Automated Data Querying and Visualization Tool for Business Analysts

alltegrio.com
Telecommunications

Challenges Faced by Telecommunication Companies in Data Access and Visualization

The client requires a comprehensive toolkit that enables Business Analysts to seamlessly query, visualize, and manage data across multiple databases without extensive reliance on IT support. Current manual processes hinder rapid decision-making and data-driven insights, leading to increased time and resource allocation toward content research and data retrieval.

About the Client

A large telecommunication enterprise seeking to empower business analysts with self-service data access and visualization capabilities to enhance decision-making and reduce reliance on IT resources.
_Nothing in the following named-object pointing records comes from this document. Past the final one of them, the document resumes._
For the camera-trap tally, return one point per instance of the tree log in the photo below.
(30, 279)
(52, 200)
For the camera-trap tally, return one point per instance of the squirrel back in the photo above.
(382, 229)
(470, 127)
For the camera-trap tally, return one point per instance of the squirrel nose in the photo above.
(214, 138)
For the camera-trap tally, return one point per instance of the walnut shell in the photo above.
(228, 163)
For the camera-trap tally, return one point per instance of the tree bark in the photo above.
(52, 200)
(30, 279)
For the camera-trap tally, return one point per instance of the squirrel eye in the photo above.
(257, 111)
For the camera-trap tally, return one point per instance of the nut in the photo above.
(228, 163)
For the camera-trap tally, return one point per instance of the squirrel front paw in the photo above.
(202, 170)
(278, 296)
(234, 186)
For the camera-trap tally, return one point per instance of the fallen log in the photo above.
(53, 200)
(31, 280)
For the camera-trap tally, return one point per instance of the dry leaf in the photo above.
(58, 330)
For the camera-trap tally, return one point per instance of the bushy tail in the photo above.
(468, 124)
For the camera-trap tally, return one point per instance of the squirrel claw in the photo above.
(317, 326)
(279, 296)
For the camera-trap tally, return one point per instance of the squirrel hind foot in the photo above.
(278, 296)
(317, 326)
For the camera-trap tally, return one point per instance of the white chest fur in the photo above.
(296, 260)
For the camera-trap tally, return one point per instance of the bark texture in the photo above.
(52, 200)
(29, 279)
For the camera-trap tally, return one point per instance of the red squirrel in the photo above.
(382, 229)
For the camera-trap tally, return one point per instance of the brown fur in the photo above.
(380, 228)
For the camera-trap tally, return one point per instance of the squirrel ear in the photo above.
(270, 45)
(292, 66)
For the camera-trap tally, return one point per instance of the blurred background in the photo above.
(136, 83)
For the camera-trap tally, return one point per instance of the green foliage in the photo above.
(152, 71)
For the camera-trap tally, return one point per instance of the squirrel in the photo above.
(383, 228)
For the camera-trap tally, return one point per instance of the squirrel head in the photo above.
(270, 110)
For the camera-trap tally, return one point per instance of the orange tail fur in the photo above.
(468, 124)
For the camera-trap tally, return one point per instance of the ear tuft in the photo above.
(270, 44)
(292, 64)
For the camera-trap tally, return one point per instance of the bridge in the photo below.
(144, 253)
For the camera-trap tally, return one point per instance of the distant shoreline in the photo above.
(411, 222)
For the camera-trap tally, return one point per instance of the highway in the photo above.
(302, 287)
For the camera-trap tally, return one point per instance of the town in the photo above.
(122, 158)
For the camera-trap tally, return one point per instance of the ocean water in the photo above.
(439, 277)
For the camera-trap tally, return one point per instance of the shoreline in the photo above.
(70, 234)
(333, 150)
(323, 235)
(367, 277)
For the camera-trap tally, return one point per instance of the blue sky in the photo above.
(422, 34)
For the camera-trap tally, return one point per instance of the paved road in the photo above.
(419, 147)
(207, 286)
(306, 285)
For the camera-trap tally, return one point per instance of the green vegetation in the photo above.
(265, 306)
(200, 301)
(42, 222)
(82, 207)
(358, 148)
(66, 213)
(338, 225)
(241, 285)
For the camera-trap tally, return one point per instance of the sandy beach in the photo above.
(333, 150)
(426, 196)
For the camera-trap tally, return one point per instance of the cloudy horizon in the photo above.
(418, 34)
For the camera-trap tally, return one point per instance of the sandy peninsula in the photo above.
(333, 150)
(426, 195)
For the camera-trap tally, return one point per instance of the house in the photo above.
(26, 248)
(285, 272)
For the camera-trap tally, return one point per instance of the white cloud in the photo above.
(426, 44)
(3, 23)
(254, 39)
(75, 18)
Goals for Developing an Automated Data Query and Visualization Platform

  • Enable Business Analysts to independently query diverse databases via natural language or verbal questions.
  • Implement real-time code generation for data visualization and dashboard creation using integrated AI capabilities.
  • Automate retrieval and refreshment of database schemas and datasets to ensure analysts have access to the most current data.
  • Streamline decision-making processes by providing rapid, visual insights through web-based dashboards and charts.
  • Reduce data retrieval and processing times, aiming for significant performance improvements.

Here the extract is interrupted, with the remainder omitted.